BigQuery

BigQuery is Google's serverless, petabyte-scale data warehouse for analytics. With BigQuery, you can run analytics over large amounts of data using standard SQL queries.

Fivetran supports BigQuery as both a database connector and a destination.

Fivetran can sync to BigQuery as frequently as every five minutes.

Supported deployment models

We support the SaaS and Hybrid deployment models for the destination.

You must have an Enterprise or Business Critical plan to use the Hybrid Deployment model.

Setup guide

Follow our step-by-step BigQuery setup guide to connect your BigQuery data warehouse with Fivetran.

Private connectivity to BigQuery

Fivetran's Google network is configured with Private Google Access (PGA), which means traffic between Fivetran and BigQuery is always private when Fivetran runs on Google Cloud (GCP). You can ensure a private connection by configuring your Fivetran destination to run on GCP.

Type transformation mapping

The data types in your BigQuery data warehouse follow Fivetran's standard data type storage.

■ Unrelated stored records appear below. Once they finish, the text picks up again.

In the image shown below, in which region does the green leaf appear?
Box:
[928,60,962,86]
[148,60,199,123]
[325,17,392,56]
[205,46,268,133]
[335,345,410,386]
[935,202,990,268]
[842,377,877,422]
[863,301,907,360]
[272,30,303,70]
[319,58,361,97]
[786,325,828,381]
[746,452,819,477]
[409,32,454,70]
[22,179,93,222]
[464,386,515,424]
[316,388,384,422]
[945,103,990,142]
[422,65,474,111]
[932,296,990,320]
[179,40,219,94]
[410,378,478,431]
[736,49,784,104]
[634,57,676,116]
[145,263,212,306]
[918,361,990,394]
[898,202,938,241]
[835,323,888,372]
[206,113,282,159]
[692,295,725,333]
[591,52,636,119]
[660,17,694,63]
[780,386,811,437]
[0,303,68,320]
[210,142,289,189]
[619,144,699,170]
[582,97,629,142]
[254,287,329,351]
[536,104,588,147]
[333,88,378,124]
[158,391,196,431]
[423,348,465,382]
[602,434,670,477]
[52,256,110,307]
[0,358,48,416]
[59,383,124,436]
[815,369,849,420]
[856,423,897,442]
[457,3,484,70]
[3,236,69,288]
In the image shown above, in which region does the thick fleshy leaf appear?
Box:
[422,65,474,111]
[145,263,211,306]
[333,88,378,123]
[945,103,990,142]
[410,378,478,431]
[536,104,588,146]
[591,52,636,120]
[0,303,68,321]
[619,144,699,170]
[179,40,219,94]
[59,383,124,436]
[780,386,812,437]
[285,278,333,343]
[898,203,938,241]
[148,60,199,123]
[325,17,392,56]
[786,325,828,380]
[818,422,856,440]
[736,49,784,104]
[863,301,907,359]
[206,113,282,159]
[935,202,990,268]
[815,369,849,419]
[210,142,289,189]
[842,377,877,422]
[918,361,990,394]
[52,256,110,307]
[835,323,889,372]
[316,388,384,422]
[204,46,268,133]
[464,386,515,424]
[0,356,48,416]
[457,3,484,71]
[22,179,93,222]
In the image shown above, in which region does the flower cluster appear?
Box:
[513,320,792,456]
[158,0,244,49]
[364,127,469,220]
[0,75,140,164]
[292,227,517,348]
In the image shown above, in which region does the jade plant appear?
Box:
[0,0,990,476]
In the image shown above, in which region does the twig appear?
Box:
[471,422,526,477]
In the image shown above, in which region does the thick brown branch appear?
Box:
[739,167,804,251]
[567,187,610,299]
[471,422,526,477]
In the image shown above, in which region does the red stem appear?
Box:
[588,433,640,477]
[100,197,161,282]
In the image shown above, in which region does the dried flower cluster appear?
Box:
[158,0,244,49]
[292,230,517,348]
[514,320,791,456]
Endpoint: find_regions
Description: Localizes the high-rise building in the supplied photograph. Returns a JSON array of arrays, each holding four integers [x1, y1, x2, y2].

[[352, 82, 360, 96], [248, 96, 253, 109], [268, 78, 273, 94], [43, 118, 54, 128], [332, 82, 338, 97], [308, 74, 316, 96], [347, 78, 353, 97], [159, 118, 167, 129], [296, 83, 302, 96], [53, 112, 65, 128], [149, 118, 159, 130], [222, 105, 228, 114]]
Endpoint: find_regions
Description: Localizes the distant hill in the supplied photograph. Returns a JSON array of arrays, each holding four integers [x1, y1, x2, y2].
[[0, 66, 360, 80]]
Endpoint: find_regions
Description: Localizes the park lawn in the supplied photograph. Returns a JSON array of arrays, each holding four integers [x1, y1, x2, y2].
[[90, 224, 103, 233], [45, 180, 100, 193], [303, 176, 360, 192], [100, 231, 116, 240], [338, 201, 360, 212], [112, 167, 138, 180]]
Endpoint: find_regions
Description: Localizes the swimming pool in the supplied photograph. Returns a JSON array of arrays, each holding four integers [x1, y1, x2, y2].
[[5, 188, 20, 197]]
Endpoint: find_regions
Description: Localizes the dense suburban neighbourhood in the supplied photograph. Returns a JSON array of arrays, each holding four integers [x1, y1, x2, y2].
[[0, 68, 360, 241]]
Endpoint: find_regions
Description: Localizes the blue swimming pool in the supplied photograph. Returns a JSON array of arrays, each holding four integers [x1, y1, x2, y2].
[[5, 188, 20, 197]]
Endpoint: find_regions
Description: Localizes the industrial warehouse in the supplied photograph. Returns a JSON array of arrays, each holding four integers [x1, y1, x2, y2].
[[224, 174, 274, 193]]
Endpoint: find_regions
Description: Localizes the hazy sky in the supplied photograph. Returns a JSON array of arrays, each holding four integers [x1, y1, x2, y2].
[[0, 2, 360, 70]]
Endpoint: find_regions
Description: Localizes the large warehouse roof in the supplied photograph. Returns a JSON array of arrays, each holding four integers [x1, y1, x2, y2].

We use the following data type conversions:

Fivetran Data Type	Destination Data Type	Notes
BOOLEAN	BOOLEAN
SHORT	INTEGER
INT	INTEGER
LONG	INTEGER
BIGDECIMAL	BIGNUMERIC or FLOAT	If a column has no precision or scale defined, we convert its data type to FLOAT. Otherwise, we convert it to BIGNUMERIC.
FLOAT	FLOAT
DOUBLE	FLOAT
LOCALDATE	DATE	For source connections created before March 5, 2020, we convert LOCALDATE to TIMESTAMP.
LOCALDATETIME	DATETIME
INSTANT	TIMESTAMP
STRING	STRING
JSON	STRING
BINARY	BYTES

Fivetran represents nested JSON (including arrays) as STRING columns in BigQuery. This happens with semi-structured data sources (For example, webhooks, MongoDB, and JSON files).

Parse JSON data

Use BigQuery's native JSON functions in Standard SQL to retrieve data stored in JSON-formatted strings.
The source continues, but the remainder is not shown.